Women in Engineering
Today is International Women in Engineering Day! It’s a good opportunity to reflect on what progress the engineering and automotive sectors have made. Unfortunately, it is well known that women in engineering and automotive careers are working in traditionally male-dominated spaces.
Engineering is one of the most male dominated careers. Even for example, in Bulgaria, which has the highest proportion of female engineers, there are twice as many men. In Britain only one in ten British engineers are women.
Good Business Sense
Is this imbalance actually a problem? Yes! Women make up half the population, but everything from crash-test dummies to smartphones to air-conditioning, even the size of a brick, assumes that an average human = an average man.
This doesn’t just lead to discomfort and annoyance, but is also dangerous. 95% of female police officers find that their protective equipment hampers their work, generally because their “unisex” stab vests don’t fit them properly.
So, female engineers will not only improve the quality of engineering, but will drive equality in other careers and workplaces too. But there are also good business reasons as to why we need to address this imbalance. Increasing the participation of women in a workforce will have a positive impact on the not only organisational culture, but on the financial success of the company.
One report found that companies with a gender balanced executive team were 21% more likely to outperform their rivals. They were also were 27% more likely to have industry-leading long-term value creation.
Of course there is little point hiring a woman just because she is a woman; she must also be the best person for the job. Promoting someone based purely on gender to meet a target does not address the underlying issue the industry is facing.
The Skills Gap
The underlying issue is that there are simply not enough engineers in the UK, whether male or female. There is an annual shortfall of about 182,000 engineers in Britain; trying to make up this shortfall from only half the population makes the problem twice as difficult to solve. The apprenticeship levy, which the Government introduced in 2017, was meant to encourage more young people into skilled jobs in engineering, but we actually now have fewer people starting such courses now than when the levy was brought in.
Partly, this is because engineering skills are complicated and expensive to teach, meaning that it is difficult to create new qualifications and even tougher to fund training properly. But there is also a problem in encouraging younger people to take the first steps on a career in engineering long before they decide to do an apprenticeship. If there aren’t many women even entering engineering, even fewer will go on to lead.
Change Perception
Perhaps our biggest issue is one of perception. This needs to be addressed well before we get to the recruitment stage. We must change the perception of an engineering career to one that young women aspire to.
Many people, especially young women, are turned off an engineering career because the images that generally come to mind are industrial – human / machine interaction, or task-based engineering. It’s seen often as labour-intensive or ‘dirty’ work. As a result, many young people don’t see the link between a qualification in a “STEM” subject like maths or chemistry and a future engineering job- “how does my physics A-Level help me fix a car?”
Of course, these images and perceptions do not reflect the reality and sheer diversity of what a career in engineering can offer, but we need to do much more to promote these many other facets of engineering: innovation, planning, creating, or more generally the notion of “making things better”.

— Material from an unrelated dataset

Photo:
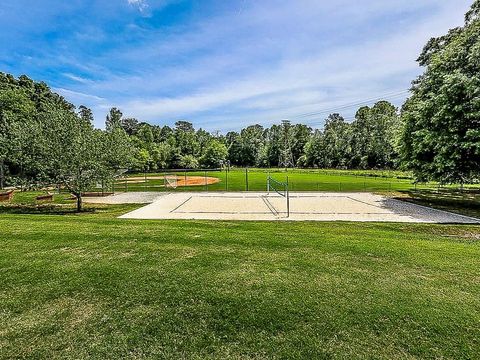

Instead of the traditional images, we should be promoting the high-tech environments which exist today, and the opportunities that will exist in coming decades.
Perception is not something we can change overnight, but the opportunity is there for us to focus on what we can achieve, and to create the culture that gets us there.
Encourage women to go further
At the same time it is important we keep opportunities open and transparent and encourage our women internally to apply for that promotion, or give them the confidence to put themselves forward for the training and development they need to progress further.
By removing the barriers, be they perceived or real, we will be able to address the lack of diversity in a balanced and more importantly, sustainable way to ensure we have the best people leading our industry.